# Reacquainting Myself: Smashing Pumpkins



## godsahn (Nov 21, 2011)

It has been awhile since I listened to them. Siamese Dream was the first cassette/album I owned that was kick ass from start to finish. I love Billy Corgan's writing/lyrics and had a major crush on Darcy Wretzky back in the day. I also love the fact that they allow tapers at their shows. Simply put, this is the first band I seriously fell in love with, and it saddens me that I forgot how awesome and how much their music meant to me growing up.

Archived Shows:
http://www.archive.org/search.php?query=smashing pumpkins AND collection:etree AND collection:etree


----------



## Lizzzzz (Nov 29, 2011)

heard honey on the radio yesterday and cranked it. no shame. that album was/is the shit.


----------



## dharma bum (Nov 29, 2011)

saw them in 96' at the omni in atl....garbage opened for them..
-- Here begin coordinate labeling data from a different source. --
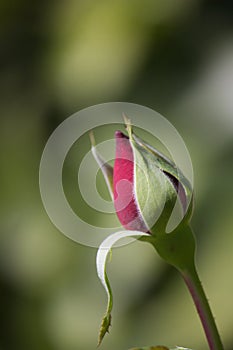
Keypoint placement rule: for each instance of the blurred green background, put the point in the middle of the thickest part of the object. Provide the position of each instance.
(57, 57)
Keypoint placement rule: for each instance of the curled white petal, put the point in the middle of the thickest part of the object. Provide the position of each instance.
(101, 260)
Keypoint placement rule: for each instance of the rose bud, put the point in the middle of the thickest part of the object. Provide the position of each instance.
(145, 185)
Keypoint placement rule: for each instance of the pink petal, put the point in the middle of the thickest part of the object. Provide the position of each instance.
(123, 176)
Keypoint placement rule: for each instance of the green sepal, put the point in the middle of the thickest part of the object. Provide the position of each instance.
(159, 347)
(154, 192)
(176, 248)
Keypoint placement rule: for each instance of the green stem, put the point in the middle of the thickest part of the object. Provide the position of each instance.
(197, 292)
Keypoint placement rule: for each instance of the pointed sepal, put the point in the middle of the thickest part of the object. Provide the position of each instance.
(101, 260)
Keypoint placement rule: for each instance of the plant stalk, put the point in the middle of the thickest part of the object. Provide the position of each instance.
(200, 300)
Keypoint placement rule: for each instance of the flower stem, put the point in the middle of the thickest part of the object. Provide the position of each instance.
(197, 292)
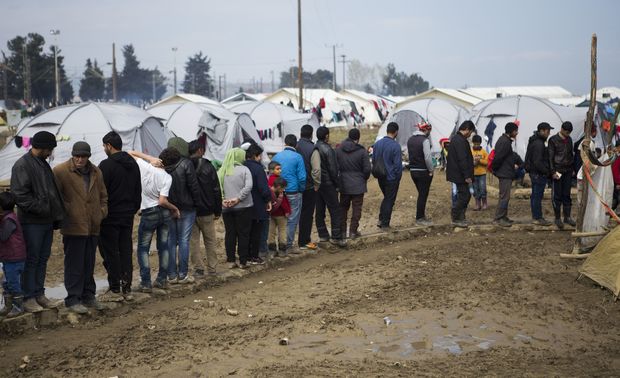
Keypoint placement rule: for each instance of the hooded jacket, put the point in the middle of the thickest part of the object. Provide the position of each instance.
(354, 165)
(121, 176)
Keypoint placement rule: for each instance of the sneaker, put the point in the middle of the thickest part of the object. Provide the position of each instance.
(31, 305)
(111, 296)
(44, 302)
(570, 221)
(78, 309)
(186, 280)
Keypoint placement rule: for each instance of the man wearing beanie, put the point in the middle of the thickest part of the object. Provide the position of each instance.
(40, 210)
(504, 168)
(561, 158)
(81, 184)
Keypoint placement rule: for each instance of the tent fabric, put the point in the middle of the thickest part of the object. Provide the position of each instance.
(444, 116)
(88, 122)
(529, 111)
(223, 128)
(603, 264)
(407, 121)
(275, 121)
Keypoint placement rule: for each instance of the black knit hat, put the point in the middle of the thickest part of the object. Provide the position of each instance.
(44, 140)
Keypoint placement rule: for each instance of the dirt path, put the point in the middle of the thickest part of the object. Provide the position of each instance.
(457, 304)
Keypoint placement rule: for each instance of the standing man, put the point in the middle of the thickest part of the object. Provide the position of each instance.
(312, 163)
(328, 191)
(121, 176)
(185, 195)
(294, 173)
(421, 168)
(504, 168)
(354, 167)
(209, 210)
(40, 210)
(388, 153)
(561, 158)
(460, 171)
(81, 185)
(537, 165)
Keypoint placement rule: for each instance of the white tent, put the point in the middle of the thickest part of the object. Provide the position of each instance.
(223, 128)
(88, 122)
(529, 112)
(444, 116)
(275, 121)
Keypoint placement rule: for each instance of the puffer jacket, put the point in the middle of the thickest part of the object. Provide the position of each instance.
(354, 165)
(85, 208)
(329, 164)
(184, 192)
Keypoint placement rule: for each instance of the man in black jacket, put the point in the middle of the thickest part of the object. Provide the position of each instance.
(354, 165)
(561, 158)
(537, 165)
(504, 169)
(40, 210)
(185, 195)
(460, 171)
(121, 176)
(208, 211)
(328, 191)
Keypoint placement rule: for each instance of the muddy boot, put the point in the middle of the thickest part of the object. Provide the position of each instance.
(8, 305)
(18, 307)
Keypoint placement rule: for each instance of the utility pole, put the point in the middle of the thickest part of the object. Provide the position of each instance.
(114, 73)
(300, 69)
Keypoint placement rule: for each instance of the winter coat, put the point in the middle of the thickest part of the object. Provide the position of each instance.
(460, 162)
(86, 208)
(354, 165)
(36, 191)
(121, 176)
(184, 192)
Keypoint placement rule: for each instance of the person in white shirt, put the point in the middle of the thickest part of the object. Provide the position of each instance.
(155, 214)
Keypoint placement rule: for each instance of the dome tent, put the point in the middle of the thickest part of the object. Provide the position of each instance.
(491, 116)
(223, 128)
(89, 122)
(444, 116)
(275, 121)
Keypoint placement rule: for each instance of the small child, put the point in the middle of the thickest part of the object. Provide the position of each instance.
(280, 211)
(480, 173)
(12, 256)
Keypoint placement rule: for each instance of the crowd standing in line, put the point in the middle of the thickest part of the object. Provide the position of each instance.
(179, 196)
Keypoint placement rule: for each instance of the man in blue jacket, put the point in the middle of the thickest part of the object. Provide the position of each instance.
(388, 151)
(294, 172)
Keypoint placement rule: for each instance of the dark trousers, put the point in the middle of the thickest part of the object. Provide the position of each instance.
(257, 227)
(327, 198)
(115, 247)
(561, 195)
(539, 183)
(308, 204)
(79, 268)
(38, 239)
(237, 237)
(389, 190)
(351, 200)
(504, 198)
(422, 181)
(462, 201)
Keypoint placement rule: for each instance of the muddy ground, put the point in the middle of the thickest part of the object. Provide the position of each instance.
(460, 304)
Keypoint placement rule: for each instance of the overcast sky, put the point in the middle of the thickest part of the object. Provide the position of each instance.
(450, 43)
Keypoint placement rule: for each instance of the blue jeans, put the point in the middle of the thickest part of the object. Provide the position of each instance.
(12, 278)
(538, 191)
(154, 219)
(38, 239)
(295, 202)
(180, 234)
(480, 187)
i grew up to that shit. (smashing pumpkins is british slang for "nice tits")


----------



## godsahn (Nov 29, 2011)

> (smashing pumpkins is british slang for "nice tits")


 
learn something new everyday


----------



## wizehop (Nov 29, 2011)

First real concert I ever saw...good times, smart music


----------



## dharma bum (Nov 29, 2011)

wizehop said:


> First real concert I ever saw...good times, smart music



that was my first real show also


----------



## Nemo (Nov 29, 2011)

We only come out at niiiiggghhhttt the days are much to bright. I too love SP and just got back into them.. Working on Mellon Collie and the infinite sadness right about now


----------